Kochi Biennale: Dutch artist plans a summit of terror outfits, sparks row

published on January 1, 2013

The ongoing Kochi-Muziris Biennale has landed in trouble over Dutch artist Jonas Staal’s plan to conduct a summit of banned Indian and international terror outfits. Staal is already under police eye over his installations, which are billboards depicting the flags of banned outfits from across the world.

Kochi city Police Commissioner M R Ajith Kumar said an inquiry has been ordered into Staal’s installations. “We will take action if his installations are against the law. We are also inquiring into the proposed new world summit of banned outfits in March. Appropriate action will be taken if the event is illegal,” he said.

Police sources said the summit would not be allowed if it was meant for a gathering of banned outfits. A legal opinion has been sought on taking action against the artist, said sources. However, the presence of Kerala Home Secretary Sajan Peter, former RAW chief Hormis Tharakan and former Kerala chief secretary Lizzy Jacob as members of the Biennale trust makes the issue delicate for police.

Staal is planning to mark the end of Biennale in March with the third new world summit, ‘History according to resistance movements’. The first new world summit was held in Berlin in May and the second in Leiden, Netherlands, on December 29.

Claiming that the plan was legal, Staal earlier stated that it was dedicated to providing alternative parliaments hosting organisations that currently find themselves excluded from democracy, for example by means of so-called international designated terrorist lists.

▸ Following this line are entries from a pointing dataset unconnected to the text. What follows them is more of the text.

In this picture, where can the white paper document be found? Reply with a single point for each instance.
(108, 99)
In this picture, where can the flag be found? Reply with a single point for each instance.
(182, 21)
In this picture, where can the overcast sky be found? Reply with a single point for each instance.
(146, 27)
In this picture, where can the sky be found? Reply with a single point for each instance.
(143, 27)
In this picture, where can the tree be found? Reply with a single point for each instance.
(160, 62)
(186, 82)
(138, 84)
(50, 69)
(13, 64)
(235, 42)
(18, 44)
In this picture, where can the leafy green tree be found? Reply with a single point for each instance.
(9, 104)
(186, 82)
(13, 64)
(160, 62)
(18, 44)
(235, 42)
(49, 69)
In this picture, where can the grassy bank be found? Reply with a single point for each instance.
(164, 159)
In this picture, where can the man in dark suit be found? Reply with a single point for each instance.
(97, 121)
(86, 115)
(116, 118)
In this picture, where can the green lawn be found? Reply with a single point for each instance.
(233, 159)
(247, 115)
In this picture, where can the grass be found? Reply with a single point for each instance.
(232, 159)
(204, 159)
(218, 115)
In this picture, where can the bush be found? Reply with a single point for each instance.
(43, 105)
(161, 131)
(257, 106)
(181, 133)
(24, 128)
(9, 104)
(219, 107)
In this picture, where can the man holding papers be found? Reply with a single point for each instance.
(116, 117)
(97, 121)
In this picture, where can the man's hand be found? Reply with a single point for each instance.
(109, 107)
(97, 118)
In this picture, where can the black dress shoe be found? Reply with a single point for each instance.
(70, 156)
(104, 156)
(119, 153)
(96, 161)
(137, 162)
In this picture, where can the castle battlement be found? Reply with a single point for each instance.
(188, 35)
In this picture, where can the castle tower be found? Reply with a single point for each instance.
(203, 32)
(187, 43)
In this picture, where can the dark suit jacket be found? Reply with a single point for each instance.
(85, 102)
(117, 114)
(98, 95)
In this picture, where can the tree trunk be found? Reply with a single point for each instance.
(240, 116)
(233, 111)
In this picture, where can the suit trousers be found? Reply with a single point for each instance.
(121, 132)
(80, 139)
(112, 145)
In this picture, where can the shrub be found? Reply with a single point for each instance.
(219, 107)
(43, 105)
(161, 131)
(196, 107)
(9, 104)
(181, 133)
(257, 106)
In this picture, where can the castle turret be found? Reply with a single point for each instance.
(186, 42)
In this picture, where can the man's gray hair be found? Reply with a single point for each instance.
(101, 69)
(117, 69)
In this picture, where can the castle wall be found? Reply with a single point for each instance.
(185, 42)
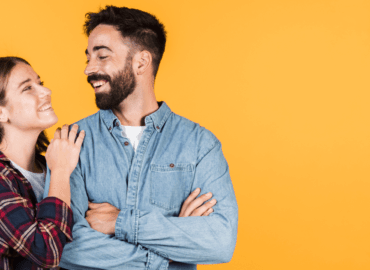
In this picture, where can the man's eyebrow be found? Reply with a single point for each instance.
(26, 81)
(97, 48)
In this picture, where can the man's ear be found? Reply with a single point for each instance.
(4, 115)
(142, 62)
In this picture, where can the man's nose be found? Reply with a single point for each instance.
(91, 68)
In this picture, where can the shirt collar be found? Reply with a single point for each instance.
(157, 119)
(3, 157)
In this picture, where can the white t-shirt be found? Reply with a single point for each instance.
(133, 133)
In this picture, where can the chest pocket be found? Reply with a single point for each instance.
(170, 184)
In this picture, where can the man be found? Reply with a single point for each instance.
(140, 161)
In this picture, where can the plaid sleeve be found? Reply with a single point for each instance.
(37, 235)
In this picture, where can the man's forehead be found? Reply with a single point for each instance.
(108, 36)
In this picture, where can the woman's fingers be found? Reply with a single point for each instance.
(80, 139)
(64, 132)
(57, 133)
(72, 133)
(188, 200)
(209, 211)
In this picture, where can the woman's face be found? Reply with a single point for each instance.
(27, 101)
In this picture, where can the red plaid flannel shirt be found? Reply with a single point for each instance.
(32, 235)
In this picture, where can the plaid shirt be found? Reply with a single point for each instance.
(32, 235)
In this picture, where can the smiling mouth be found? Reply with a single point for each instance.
(46, 107)
(98, 84)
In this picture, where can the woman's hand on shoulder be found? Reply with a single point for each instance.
(64, 150)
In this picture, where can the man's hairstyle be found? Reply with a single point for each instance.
(142, 28)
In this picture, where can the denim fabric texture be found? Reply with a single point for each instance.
(174, 157)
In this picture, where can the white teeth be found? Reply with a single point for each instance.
(98, 83)
(45, 107)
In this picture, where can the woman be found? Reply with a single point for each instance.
(33, 230)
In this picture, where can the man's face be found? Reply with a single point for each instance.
(109, 67)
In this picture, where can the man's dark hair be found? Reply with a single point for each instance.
(140, 27)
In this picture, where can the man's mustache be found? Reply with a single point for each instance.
(98, 77)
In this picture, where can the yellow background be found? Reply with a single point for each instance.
(283, 84)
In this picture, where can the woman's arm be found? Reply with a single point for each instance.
(62, 157)
(37, 235)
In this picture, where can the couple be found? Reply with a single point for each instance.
(132, 173)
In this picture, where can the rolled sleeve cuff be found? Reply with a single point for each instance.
(57, 212)
(127, 225)
(156, 262)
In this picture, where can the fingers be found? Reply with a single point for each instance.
(57, 133)
(202, 210)
(209, 211)
(94, 206)
(64, 132)
(188, 200)
(80, 138)
(102, 206)
(72, 133)
(195, 204)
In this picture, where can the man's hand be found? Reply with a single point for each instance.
(102, 217)
(194, 206)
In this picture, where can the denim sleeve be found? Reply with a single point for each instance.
(195, 240)
(95, 250)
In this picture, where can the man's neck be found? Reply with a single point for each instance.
(133, 110)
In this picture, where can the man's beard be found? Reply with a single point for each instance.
(121, 86)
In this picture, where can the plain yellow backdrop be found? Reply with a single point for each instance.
(283, 84)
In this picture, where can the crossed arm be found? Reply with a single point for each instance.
(152, 239)
(102, 217)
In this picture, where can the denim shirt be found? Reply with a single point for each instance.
(174, 157)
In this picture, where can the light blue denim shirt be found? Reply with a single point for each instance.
(174, 157)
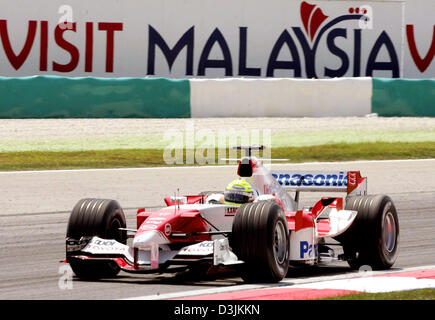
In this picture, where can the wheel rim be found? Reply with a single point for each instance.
(280, 243)
(389, 232)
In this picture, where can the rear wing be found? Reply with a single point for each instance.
(350, 182)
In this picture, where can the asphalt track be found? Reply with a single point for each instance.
(35, 209)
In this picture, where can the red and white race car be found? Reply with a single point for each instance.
(261, 238)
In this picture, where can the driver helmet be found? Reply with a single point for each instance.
(239, 192)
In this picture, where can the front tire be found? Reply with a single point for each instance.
(373, 237)
(101, 218)
(260, 237)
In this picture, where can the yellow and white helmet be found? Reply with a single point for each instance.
(239, 192)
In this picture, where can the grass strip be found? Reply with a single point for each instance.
(421, 294)
(120, 158)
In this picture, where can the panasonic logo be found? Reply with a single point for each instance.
(316, 179)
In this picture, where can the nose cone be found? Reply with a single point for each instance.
(146, 238)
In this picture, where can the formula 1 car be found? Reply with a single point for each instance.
(261, 239)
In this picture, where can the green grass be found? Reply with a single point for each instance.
(422, 294)
(41, 160)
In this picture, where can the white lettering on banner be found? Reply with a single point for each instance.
(309, 39)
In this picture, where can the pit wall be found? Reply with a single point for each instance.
(87, 97)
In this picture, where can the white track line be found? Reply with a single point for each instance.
(283, 283)
(215, 166)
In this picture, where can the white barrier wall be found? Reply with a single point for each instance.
(280, 97)
(217, 38)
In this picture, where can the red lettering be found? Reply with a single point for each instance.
(89, 49)
(17, 60)
(110, 27)
(422, 64)
(67, 46)
(44, 46)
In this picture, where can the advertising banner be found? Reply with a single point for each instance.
(217, 38)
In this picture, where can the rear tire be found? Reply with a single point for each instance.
(373, 237)
(260, 237)
(101, 218)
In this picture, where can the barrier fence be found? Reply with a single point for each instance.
(88, 97)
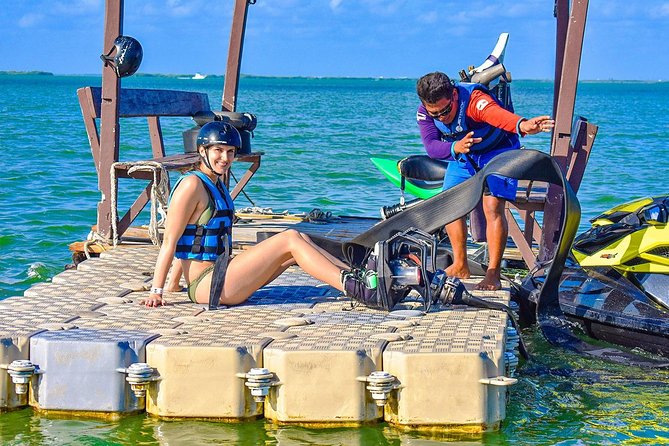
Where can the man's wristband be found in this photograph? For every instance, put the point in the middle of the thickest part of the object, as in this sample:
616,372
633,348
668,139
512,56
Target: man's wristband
456,156
518,126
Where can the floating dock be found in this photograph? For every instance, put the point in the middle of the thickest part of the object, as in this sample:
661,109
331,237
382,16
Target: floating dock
297,352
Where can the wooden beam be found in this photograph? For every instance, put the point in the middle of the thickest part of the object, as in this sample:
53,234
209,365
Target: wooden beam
231,85
109,126
564,114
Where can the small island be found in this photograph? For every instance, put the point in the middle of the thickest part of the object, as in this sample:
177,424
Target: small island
38,73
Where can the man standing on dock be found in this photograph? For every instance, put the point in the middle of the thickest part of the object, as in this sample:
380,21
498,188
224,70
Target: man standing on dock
464,124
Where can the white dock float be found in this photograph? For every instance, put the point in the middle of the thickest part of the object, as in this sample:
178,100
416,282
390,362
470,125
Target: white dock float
309,357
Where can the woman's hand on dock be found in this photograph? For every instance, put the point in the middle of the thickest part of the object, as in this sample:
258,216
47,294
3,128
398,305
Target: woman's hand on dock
154,300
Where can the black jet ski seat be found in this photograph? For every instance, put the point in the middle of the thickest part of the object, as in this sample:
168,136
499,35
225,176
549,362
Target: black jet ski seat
421,170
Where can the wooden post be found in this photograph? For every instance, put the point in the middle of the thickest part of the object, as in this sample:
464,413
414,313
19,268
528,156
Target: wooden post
229,101
564,112
109,126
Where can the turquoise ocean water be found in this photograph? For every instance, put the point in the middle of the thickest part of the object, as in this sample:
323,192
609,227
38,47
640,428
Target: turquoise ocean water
317,135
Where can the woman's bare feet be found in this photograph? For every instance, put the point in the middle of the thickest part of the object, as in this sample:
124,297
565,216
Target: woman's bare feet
491,282
459,271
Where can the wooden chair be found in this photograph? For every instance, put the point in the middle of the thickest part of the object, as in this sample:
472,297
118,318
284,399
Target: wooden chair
531,197
153,105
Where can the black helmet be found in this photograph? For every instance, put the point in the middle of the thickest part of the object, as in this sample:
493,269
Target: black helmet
218,132
127,58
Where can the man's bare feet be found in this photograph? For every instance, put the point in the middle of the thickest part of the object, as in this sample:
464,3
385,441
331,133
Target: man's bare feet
459,271
491,282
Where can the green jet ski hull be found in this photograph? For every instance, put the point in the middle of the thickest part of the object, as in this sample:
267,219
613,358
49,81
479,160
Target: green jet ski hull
388,167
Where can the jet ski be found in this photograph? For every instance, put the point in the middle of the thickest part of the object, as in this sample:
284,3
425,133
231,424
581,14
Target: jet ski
616,284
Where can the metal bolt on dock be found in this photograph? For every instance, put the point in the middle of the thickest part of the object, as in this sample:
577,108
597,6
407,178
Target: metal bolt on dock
21,372
380,384
259,381
140,375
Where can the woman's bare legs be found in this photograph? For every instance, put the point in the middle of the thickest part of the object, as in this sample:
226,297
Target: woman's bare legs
252,269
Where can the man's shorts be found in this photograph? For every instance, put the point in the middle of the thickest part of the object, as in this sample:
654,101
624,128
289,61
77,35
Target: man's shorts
499,186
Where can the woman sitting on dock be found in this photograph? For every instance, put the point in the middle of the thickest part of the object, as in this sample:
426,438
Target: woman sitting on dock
199,224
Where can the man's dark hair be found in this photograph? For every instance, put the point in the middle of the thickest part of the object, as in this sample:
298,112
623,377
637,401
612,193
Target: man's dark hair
434,86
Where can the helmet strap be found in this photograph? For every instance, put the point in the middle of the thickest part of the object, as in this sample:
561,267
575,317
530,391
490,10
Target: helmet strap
205,160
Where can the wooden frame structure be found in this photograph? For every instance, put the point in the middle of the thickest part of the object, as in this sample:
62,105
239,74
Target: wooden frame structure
111,102
571,142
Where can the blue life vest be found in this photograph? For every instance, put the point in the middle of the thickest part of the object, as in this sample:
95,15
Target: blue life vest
492,137
205,242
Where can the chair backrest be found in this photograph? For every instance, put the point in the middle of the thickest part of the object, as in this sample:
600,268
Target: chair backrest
151,104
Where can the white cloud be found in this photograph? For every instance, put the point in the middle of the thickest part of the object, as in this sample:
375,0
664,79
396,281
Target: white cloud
30,20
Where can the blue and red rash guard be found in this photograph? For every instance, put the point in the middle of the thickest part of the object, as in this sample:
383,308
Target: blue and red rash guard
480,111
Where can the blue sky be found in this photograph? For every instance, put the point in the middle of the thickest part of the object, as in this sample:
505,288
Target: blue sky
389,38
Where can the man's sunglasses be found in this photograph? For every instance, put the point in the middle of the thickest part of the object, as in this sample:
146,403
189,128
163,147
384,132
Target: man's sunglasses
446,110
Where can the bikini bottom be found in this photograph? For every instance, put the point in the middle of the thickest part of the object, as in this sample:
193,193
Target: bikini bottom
192,287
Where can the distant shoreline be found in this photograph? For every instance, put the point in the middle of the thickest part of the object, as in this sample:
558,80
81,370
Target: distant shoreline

His installations at the Biennale include 45 billboards depicting flags of banned outfits. He said he would invite all banned outfits to take part in the summit to air their ideologies. The representatives invited at the New World Summit are all based in India. “Our summit is legal. We seek to enlarge the space within which we explore the concept of democracy but we do this within the space provided by Indian law,” said Staal.

Biennale director of communications Michelangelo Bendandi said Kochi-Muziris Biennale was assured by Staal that the legality of the installation and performance had been researched and that neither involved any infringement. “Biennale is an international art event. An artist is free to display his works. We are not aware of the police investigation,” said Bendandi.